On connaît également les
dialogues œcuméniques qu’il entretint avec quelques-uns des grands
intellectuels de son temps, à l’image de sa conversation sur le judaïsme
entamée avec André Chouraqui et qui fut immortalisée sous la forme d’un livre paru aux éditions Beauchesne [4].
Jean Daniélou était également un habitué des réunions intellectuelles
informelles qui se tenaient le dimanche après-midi à Clamart, dans la maison du
philosophe orthodoxe Nicolas Berdiaev [5].
C’est encore lui qui, en 1944, après la fameuse conférence de Georges Bataille
sur le péché, introduisit le débat, non moins fameux, qui s’ensuivit et
auxquels participèrent ou assistèrent Marcel Moré, Maurice Blanchot, Simone de
Beauvoir, Albert Camus, Jean Hyppolite, Pierre Klossowski, Michel Leiris,
Jacques Madaule, Gabriel Marcel, Louis Massignon, Maurice Merleau-Ponty, Jean
Paulhan et, évidemment, Jean-Paul Sartre [6].

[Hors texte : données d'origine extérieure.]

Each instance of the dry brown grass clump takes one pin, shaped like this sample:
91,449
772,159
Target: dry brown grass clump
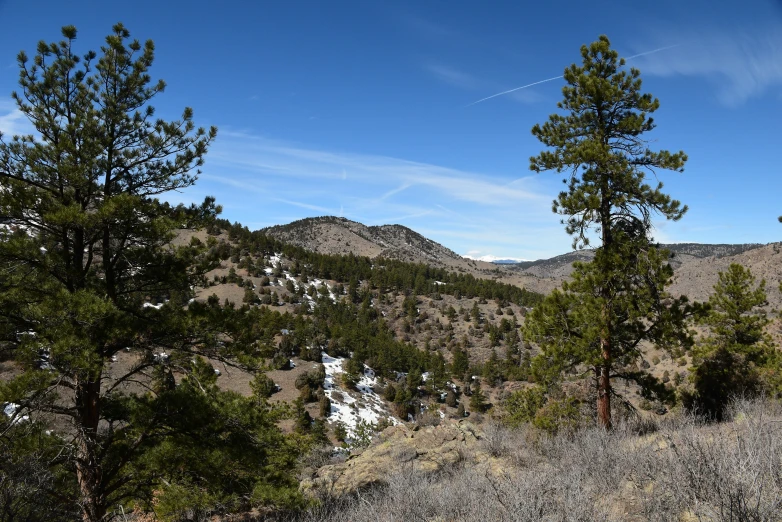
683,469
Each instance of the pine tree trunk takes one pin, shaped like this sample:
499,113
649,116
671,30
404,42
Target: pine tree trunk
88,469
604,385
604,378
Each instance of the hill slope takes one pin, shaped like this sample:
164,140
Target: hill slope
336,235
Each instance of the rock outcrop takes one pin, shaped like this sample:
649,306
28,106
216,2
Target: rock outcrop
427,449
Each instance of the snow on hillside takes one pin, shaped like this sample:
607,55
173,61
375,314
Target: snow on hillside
495,259
360,405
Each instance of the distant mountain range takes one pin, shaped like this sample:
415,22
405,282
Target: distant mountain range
337,235
696,265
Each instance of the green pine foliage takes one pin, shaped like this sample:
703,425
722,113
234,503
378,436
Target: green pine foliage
599,142
85,249
737,357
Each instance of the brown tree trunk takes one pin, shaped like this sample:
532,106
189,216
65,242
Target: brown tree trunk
604,385
88,466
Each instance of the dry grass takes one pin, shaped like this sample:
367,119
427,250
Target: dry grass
683,470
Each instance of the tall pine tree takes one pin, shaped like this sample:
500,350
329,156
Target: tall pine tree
600,143
89,271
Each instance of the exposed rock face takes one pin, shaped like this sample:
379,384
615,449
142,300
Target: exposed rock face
334,235
424,449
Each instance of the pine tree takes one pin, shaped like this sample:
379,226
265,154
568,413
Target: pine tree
89,270
600,142
478,401
738,356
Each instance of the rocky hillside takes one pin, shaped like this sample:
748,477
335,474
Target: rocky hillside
335,235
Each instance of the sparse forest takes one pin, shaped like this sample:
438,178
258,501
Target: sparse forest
158,362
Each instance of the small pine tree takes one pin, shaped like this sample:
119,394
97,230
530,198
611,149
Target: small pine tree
478,400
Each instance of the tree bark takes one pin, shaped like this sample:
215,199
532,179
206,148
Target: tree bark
88,468
604,385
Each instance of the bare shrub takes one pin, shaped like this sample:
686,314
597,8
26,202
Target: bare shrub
642,470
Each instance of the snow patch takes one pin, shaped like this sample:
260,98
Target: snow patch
363,404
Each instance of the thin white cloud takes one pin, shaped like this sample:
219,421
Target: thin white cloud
741,63
308,206
397,190
296,162
459,208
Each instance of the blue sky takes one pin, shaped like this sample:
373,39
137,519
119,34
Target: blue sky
366,109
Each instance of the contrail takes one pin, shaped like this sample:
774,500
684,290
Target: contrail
560,76
516,89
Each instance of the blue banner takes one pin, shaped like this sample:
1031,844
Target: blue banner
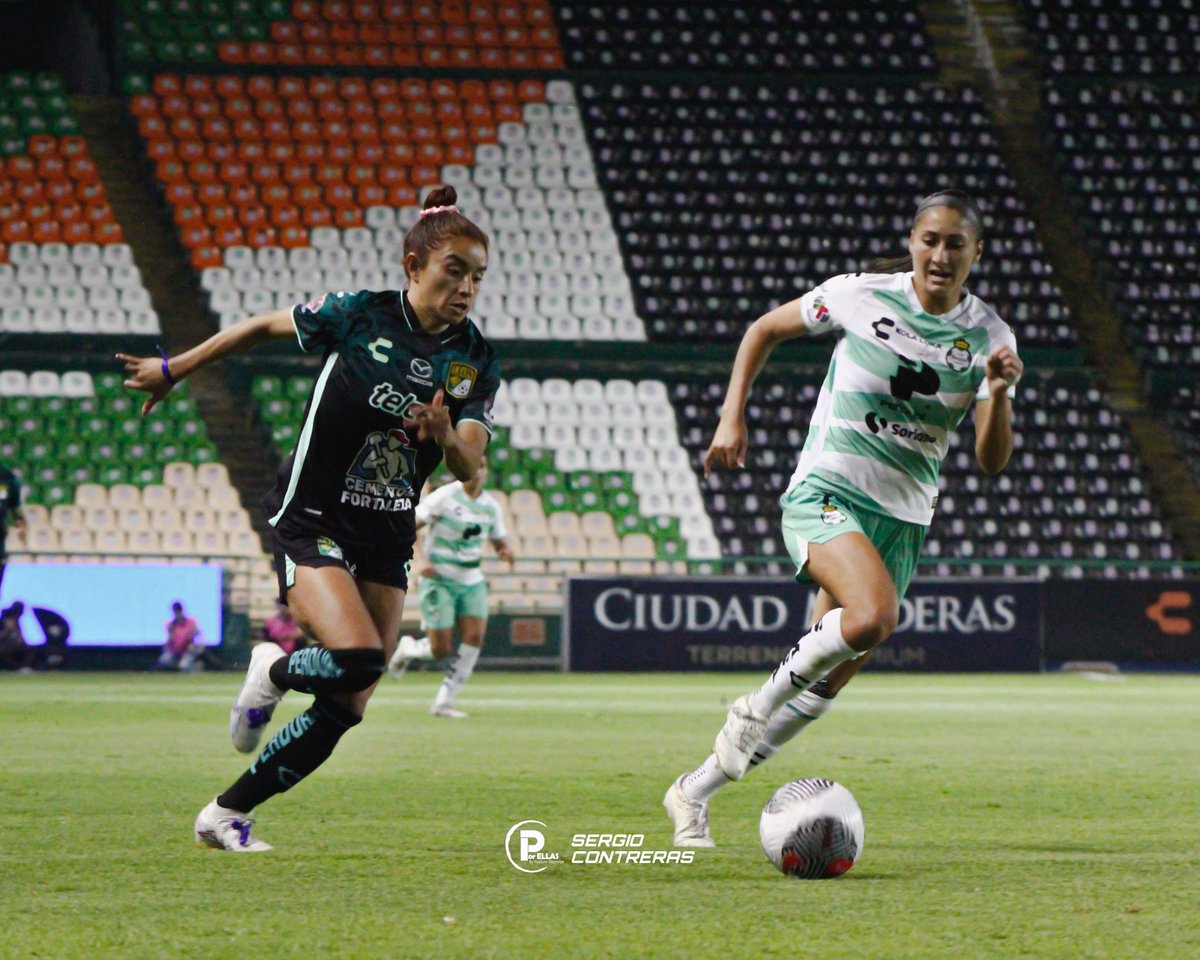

Sont moins connues ses relations
avec les artistes. Qui se souvient, par exemple, que c’est à Jean Daniélou que
Jean Cocteau fit appel afin de traduire
en latin le livret de l’opéra Œdipus Rex que
ce dernier avait écrit à la demande d’Igor Stravinsky dans les années 1920 ? [7]
Qui sait encore la très forte
impression qu’il fit sur le pourtant fort peu impressionnable Paul
Morand ? Nous sommes en 1972, Jean Daniélou, candidat à l’Académie
française, s’apprête selon l’usage à rendre visite aux académiciens. Le 17 juin
de cette année, Paul Morand note dans son journal : « Je compte
dire au cardinal Daniélou : Je voterai pour vous […] Ceci dit, je vomis la
Rome moderne et les prêtres qui disent la messe en tournant le dos à l’autel.
Ne me raisonnez pas, c’est physique. Les dernières prières que j’entendrai
bientôt prononcer à mon chevet seront celles d’un prêtre orthodoxe. » [8]
Mais, deux ans plus tard, le même Morand de noter dans ce même journal au
lendemain du décès de Daniélou : « E. m’annonce la mort du
cardinal Daniélou, l’homme du monde le plus vif, le plus gai, le plus charmant,
qui siégeait souvent à mes côtés, à l’Académie. C’est un grand chagrin ;
je pensais souvent qu’il me fermerait les yeux. » [9]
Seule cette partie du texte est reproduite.